Jesus reacts with splach-ni-zo-mai.

Bowels. Deep pain and sympathy.

 

I believe that God looks at the horrors of this world,

the violence, the lost people, the addiction, the apathy,

the racism, the animosity,

the endless ways we hurt each other and ignore each other, and

think we’re so much better than each other.

God looks at us, and at the whole world with

a deep bowel pain for these symptoms of a lost humanity.

 

Even when we have contempt and hatred,

God has compassion.

Even when we roll our eyes,

God opens his arms.

Even when we have no more compassion to give,

God has more.

 

Last week, I told you about those two tables.

The ones we have to choose from every day.

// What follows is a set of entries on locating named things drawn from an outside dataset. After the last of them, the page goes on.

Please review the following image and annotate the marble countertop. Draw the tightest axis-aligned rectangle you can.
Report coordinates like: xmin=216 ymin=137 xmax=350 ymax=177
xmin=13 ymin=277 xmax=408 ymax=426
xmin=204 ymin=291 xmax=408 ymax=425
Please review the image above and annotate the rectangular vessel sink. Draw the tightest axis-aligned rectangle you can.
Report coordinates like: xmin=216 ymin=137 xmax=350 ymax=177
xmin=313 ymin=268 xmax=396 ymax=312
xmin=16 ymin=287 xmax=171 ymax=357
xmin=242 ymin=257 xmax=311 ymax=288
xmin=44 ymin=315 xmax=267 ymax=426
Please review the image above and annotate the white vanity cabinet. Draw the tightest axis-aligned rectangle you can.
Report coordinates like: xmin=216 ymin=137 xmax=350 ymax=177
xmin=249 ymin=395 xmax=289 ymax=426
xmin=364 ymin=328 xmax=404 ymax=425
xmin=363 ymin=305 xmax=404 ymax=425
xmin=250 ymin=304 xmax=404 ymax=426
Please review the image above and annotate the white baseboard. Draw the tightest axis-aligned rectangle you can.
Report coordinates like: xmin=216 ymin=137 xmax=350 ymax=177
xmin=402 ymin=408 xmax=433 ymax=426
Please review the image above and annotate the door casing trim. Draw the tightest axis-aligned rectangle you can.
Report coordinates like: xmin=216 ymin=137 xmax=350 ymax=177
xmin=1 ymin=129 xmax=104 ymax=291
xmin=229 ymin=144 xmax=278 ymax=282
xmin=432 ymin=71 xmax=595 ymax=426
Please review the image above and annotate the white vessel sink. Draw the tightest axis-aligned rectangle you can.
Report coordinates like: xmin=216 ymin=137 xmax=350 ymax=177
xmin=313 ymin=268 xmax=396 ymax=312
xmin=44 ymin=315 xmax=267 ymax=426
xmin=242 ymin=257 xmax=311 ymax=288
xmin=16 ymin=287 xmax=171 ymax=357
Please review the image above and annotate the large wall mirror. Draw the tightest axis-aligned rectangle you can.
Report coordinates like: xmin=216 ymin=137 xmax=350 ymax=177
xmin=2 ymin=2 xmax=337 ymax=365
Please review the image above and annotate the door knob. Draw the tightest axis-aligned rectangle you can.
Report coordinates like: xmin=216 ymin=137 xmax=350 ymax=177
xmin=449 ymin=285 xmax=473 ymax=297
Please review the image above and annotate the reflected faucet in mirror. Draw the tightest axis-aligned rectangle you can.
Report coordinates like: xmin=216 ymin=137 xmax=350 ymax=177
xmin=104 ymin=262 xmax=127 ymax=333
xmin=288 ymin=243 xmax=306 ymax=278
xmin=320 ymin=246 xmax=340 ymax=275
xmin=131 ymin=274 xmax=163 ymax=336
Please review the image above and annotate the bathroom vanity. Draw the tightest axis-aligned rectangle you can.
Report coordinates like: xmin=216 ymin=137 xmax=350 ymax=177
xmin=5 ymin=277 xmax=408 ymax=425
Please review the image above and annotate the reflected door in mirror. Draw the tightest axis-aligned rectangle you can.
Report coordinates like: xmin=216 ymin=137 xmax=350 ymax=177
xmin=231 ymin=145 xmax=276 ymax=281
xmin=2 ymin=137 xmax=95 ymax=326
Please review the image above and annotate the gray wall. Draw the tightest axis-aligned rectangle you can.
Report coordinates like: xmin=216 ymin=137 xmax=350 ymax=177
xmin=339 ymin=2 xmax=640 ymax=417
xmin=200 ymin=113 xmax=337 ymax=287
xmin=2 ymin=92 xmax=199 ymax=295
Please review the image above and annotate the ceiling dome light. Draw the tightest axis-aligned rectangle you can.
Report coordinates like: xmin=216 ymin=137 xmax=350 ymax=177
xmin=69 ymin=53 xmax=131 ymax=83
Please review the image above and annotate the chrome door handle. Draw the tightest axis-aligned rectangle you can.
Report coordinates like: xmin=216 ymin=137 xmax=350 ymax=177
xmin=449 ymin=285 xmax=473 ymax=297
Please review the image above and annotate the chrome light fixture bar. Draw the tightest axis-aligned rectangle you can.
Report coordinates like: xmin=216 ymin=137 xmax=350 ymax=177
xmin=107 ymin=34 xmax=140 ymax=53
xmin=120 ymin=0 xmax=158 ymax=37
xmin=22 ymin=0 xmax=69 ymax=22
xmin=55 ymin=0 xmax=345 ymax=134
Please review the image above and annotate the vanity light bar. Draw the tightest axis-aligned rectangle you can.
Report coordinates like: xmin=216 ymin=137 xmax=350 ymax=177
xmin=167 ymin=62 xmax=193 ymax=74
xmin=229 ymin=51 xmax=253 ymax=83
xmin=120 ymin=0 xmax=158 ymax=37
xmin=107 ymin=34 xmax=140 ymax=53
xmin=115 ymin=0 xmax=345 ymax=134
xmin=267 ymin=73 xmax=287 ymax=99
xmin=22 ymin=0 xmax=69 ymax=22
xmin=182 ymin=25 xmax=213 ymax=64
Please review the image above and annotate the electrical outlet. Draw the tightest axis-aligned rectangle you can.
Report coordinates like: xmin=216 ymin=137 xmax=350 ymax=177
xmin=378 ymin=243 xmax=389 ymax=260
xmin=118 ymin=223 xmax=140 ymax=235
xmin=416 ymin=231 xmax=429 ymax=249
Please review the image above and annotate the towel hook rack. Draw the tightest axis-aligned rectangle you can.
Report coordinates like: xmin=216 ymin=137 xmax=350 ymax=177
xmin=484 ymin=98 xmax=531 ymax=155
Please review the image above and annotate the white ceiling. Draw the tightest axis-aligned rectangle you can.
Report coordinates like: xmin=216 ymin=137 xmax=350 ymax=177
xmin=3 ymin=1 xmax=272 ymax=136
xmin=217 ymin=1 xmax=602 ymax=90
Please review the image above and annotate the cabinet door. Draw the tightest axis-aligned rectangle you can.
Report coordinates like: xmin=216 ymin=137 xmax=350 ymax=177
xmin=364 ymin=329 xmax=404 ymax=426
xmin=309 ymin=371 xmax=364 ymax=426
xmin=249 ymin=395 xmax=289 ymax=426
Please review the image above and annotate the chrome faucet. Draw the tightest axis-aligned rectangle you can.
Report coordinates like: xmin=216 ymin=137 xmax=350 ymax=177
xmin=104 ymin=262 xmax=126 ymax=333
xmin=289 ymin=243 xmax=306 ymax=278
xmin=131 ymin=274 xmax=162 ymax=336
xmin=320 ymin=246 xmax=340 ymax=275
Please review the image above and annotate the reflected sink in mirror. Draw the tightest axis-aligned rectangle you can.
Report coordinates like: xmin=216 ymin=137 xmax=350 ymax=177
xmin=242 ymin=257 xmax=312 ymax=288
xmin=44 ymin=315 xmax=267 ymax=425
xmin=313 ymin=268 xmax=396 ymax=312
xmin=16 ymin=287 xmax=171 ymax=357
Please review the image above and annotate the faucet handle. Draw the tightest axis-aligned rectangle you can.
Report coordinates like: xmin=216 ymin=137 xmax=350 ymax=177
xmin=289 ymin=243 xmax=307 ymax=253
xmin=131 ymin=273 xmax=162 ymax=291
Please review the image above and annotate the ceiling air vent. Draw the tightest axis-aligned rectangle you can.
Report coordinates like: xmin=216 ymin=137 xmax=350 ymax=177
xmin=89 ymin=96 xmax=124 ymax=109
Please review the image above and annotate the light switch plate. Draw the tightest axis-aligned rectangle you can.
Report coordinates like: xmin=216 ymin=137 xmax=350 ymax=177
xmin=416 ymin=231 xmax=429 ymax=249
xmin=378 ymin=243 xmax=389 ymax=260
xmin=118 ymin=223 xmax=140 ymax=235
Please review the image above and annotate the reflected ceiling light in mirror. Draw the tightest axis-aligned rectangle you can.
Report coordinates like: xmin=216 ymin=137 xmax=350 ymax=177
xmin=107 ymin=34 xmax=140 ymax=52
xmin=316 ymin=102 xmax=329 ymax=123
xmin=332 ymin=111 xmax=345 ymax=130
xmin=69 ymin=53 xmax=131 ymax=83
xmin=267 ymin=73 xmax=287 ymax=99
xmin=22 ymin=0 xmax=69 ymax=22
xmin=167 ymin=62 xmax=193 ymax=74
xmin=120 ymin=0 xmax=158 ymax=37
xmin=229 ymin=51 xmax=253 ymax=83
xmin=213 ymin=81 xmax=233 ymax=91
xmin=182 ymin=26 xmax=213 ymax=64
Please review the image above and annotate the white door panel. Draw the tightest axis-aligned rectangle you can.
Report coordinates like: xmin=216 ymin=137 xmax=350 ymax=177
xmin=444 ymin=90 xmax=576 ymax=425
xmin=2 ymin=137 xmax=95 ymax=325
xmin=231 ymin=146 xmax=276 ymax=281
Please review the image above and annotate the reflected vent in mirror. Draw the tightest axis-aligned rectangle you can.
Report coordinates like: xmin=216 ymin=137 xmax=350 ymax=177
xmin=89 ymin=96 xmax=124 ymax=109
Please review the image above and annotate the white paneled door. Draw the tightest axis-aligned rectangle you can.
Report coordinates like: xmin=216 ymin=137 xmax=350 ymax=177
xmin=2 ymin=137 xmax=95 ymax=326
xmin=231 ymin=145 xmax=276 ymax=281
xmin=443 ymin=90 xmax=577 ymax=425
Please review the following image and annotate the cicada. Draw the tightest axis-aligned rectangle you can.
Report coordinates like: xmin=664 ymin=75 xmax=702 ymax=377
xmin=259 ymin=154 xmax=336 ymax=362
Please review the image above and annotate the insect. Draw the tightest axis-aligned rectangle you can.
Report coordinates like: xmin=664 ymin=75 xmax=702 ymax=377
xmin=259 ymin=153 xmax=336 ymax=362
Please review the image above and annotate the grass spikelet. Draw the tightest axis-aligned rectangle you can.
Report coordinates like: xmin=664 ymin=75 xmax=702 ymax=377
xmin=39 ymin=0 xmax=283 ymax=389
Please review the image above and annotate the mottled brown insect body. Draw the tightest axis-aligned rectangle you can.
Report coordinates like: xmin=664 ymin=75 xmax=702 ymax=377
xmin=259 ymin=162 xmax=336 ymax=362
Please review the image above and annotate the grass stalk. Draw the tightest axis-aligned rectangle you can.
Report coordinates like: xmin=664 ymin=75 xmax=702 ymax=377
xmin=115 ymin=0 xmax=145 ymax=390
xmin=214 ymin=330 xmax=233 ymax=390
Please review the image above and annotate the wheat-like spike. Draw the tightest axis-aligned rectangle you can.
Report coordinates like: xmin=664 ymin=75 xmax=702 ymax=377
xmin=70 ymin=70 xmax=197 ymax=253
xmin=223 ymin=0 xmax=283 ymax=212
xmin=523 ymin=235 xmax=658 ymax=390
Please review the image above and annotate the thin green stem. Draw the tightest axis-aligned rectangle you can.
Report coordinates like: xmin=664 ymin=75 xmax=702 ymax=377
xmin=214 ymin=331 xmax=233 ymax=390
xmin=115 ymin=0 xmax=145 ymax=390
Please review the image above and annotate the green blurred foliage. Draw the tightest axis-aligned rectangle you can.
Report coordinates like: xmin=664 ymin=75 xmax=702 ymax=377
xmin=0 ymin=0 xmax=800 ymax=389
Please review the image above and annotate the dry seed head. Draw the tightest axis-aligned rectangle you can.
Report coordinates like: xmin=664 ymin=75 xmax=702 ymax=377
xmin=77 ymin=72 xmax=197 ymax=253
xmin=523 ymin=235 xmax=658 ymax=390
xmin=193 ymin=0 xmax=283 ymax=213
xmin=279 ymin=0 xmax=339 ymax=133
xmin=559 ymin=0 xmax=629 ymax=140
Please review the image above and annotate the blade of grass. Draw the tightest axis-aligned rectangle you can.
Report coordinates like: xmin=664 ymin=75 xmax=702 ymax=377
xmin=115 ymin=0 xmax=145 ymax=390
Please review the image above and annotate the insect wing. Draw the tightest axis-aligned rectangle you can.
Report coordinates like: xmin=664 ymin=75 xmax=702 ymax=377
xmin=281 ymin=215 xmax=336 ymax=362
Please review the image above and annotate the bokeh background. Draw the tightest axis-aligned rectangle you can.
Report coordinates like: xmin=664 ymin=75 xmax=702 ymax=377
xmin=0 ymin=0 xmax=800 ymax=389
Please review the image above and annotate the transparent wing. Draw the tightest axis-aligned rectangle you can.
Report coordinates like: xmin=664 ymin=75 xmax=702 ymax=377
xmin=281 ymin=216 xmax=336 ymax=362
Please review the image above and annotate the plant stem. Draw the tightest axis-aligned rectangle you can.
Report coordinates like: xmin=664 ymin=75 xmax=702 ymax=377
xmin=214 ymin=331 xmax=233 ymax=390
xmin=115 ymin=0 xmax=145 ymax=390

The table of the empire and the market, the one which excludes,

which is run by contempt and fear and gluttony,

which is controlled by money and power,

and which often ends in violence.

 

And the table of Jesus, which is ruled by grace,

and forgiveness, understanding, and love,

which includes and sends no one away hungry.

 

Jesus means to shepherd us from the first table

to his table, not with coercion or force,

but with compassion.

 

We have all been lost sheep.

Humans lose their way on a daily basis.

We follow fame and politics



and power and money with religious zeal.

We are prone to callousness, despair and cynicism,

We have all made some bad choices.

We have all made deals with the devil and

traded in good things for bad.

We all have forgotten where our shepherd is,

and we can sometimes be dangerous if provoked.

 

But when we get lost,

we just need to remember that

Jesus is our shepherd.

 

And it is Christ’s splach-ni-zo-mai,

Christ’s compassion, and his love,

mercy and forgiveness that will

heal us, guide us, and bring us home.